Fact 2: The three peer economies have gone through sector-wise reallocation over the last three decades. India and Bangladesh have gradually moved away from the agriculture sector towards industry and the services sector. On the other hand, Pakistan’s industrial sector has steadily declined to be substituted by the services sector, but more importantly it has not gone through a shift away from agriculture as such.

Fact 3: This sectoral reallocation has not quite worked out for Pakistan. Indeed, growth rates of value-added in all three economic sectors in Pakistan are now below India and Bangladesh. This implies that each unit of resource invested in any of these sectors on average yield better returns in India and Bangladesh. In other words, productivity is higher in India and Bangladesh for each sector.

Fact 4: The services sector has been the biggest contributor to Pakistan’s economy for a number for decades now. However, this sector is also a drag on its growth because it is not fully based on productivity-enhancing activities and not fully linked with the industrial sector. In particular, the share of modern services in GDP, the growth enhancing type, is three times higher in India relative to both Bangladesh and Pakistan; while the share of ‘traditional services’ in GDP is highest for Pakistan compared to its peers.

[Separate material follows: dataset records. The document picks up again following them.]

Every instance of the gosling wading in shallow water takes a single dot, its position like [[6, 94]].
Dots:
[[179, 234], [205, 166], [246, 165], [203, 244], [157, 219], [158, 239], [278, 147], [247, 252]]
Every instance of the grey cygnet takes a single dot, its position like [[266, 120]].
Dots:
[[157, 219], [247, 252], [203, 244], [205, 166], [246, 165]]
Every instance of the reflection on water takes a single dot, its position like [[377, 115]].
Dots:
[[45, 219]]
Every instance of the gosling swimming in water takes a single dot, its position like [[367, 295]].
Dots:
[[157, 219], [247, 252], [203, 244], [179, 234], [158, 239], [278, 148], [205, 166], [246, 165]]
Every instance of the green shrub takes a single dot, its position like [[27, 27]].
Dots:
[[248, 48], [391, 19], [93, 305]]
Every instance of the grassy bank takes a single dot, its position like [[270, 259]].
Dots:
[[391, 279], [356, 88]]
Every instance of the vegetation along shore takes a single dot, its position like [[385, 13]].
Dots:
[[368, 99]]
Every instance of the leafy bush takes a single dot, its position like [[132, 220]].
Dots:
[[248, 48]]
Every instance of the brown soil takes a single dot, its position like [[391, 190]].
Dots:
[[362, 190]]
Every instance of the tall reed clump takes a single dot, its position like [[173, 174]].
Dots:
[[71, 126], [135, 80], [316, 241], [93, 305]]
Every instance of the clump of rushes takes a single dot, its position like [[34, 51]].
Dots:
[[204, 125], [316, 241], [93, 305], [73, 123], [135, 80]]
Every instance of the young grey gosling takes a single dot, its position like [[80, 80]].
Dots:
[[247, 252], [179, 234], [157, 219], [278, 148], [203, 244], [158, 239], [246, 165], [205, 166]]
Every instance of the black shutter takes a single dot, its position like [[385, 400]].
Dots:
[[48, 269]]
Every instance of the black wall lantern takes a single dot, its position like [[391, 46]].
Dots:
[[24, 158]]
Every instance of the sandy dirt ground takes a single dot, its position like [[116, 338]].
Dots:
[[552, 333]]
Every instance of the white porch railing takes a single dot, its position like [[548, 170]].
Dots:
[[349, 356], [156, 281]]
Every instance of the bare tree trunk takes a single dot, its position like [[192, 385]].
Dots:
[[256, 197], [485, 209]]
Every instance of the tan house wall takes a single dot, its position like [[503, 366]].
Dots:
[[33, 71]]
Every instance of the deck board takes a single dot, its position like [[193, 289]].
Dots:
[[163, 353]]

Fact 5: The lack of industrialisation in Pakistan also does not bode well for the future. Skipping industrialisation is a concern because: i) the services sector growth in Pakistan did not follow industrialisation and this sequencing determines the nature of the services sector; and ii) a large majority of services we offer are not tradable. This contributes strongly to the current account imbalances.

The misfortune in the economic transformation of Pakistan is no random event but has been achieved by choice. The good news is that if it can be chosen, it can also be changed. The future economic policy has to recognise that unlike our peers, Pakistan has not ‘de-agriculturalised’ and that could be our silver lining. If India can offer itself as the back office of the world while Bangladesh as the tailor of the world, Pakistan can possibly become the world’s ‘modern farmer.’ In an international context where our peers already occupy other product spaces, a fusion of agriculture and industry is probably an avenue worth considering as a future direction for Pakistan’s economy.

The author is the director of the research department, State Bank of Pakistan. The views expressed are his own.